It took a year to read the Bible, then almost 9 months to read the Apocrypha. Now, I'm going to try to offer reflections on the Narrative Lectionary. But, I won't be posting daily--at least, for a while.

Friday, April 4, 2014

Reflection on readings for April 4

But you indeed are awesome!
Who can stand before you
when once your anger is aroused
From the heavens you uttered judgment;
the earth feared and was still
when God rose up to establish judgment
to save all the oppressed of the earth.
(Psalm 76:7-9)

Deuteronomy 26:1-27:26
The book of Deuteronomy as we have it is a reshaping of Moses' words in light of the later experience of exile. We read of the hope that Moses was sharing and realize that, even after failure and loss, we are still offered hope.

The passage begins, "When you have come into the land that the Lord your God is giving you..." We aren't where we want to be, but Moses says that we're going to be.

A second point that was true for Moses' first audience, for the readers of the compiled Deuteronomy, and then for us as well: we won't get there by ourselves--we are going as a congregation, and the achievement is not due solely to our own efforts; rather, the Lord God is making a gift.

Now, what are we supposed to do with this gift? Not hide it or hoard it. Rather than ownership, we have assumed something more like trusteeship. We are supposed to use this gift to continue God's work.

In Moses' time, the distribution was through the priests. We still use the church as one of our conduits.

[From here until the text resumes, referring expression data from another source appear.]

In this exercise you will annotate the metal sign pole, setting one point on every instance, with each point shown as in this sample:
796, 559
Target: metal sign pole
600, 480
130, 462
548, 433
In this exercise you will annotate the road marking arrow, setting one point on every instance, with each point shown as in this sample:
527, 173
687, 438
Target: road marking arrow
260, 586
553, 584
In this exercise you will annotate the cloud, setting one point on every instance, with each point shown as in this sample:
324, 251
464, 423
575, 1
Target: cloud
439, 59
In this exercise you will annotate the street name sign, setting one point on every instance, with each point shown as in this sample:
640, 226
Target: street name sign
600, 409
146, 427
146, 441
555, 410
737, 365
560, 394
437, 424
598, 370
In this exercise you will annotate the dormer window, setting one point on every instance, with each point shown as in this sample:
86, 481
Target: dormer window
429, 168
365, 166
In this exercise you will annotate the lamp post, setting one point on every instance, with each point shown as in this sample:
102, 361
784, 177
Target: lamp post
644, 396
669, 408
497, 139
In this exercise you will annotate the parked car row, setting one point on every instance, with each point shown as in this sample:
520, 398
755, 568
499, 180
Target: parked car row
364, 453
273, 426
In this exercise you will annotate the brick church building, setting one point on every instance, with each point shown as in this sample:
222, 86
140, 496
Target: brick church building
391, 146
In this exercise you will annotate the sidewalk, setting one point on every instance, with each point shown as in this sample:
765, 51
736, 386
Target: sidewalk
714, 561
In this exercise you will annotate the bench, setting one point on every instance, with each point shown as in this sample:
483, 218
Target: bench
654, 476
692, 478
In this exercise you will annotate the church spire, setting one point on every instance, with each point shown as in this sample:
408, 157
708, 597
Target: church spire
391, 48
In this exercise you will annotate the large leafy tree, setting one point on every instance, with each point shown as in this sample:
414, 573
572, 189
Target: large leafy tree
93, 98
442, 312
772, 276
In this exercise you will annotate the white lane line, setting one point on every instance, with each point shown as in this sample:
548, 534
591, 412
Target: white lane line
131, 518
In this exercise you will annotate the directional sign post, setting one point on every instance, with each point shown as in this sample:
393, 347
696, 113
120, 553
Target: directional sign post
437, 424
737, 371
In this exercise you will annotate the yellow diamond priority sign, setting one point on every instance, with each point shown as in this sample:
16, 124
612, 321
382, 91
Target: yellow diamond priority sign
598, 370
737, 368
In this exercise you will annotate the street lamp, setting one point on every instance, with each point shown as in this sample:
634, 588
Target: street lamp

And not just do it--Moses commands us to say what we are doing, and why.

I'm trying to imagine a church service at offering time when all of us sitting in the pews might say something--either individually or together--as we put our money in the plate. Once again, I am grateful for the choir who takes care of this part for us. Yet, I can't quit wondering what I would say to help me remember that it is God's gift to me that I am sharing with others that day.

And who are these others? Moses reminds them that they themselves were immigrants in somebody else's country and that now that they are at home they need to celebrate with the immigrants who are now living among them. How do we celebrate our gifts with people we might consider to be not like us?

Imagine the exiles finally being able to return to the temple for worship. Remembering their hard times and celebrating their release, they could also remember the generation who had escaped from enslavement and had been given a home.

Now, imagine the journey of your own congregation. Remember your history. What traps have you fallen into? What powers have you been obedient to?

Still thinking about your church, consider the reminder that the Lord not only brought them there but also provided them with abundant resources--a land flowing with milk and honey. What are the good things that you have had available for your nourishment and enjoyment? Do you think you got them because you deserved them or do you think the Lord had a hand in them?

Moses told the people to present their first fruits to the Lord. How willing is your congregation to give anything, to give a lot, to give their best to God's work?

Moses then describes the group gathered at the altar that day--not only family but also aliens. Look around your congregation. How many aliens worship with you?

Luke 10:38-11:13
I was amazed when as an adult I learned that a traditional interpretation of the roles of Mary and Martha was that Martha depicted service and Mary contemplation. Therefore, whereas good works are good, they aren't as good as listening.

Mary had been my model for a different reason. I had interpreted the distinction between their actions as doing unseen work back in the kitchen or getting to sit in the room where people are discussing important things. I really liked the idea that Jesus thought this was the better part.

Shelly Cochran, in The Pastor's Underground Guide to the Revised Common Lectionary stresses that we shouldn't use it to make women like Martha fell inferior to others. I concur with her and can say that I have heard words of discomfort about this passage from several women whose call has been to work in the kitchen so the other church folks--including a happy-to-be-fed me and enjoy good meals and companionship.

A further point--is Jesus saying silent listening is the only best thing a follower can do? No, go back and read about the good Samaritan again.

Psalm 76:1-12

Proverbs 12:15-17

Prayer for Today: O Lord our God, we give you thanks for the many gifts that you have given us. Help us discern how best to use those gifts in order that we can be part of forwarding your kingdom. Amen.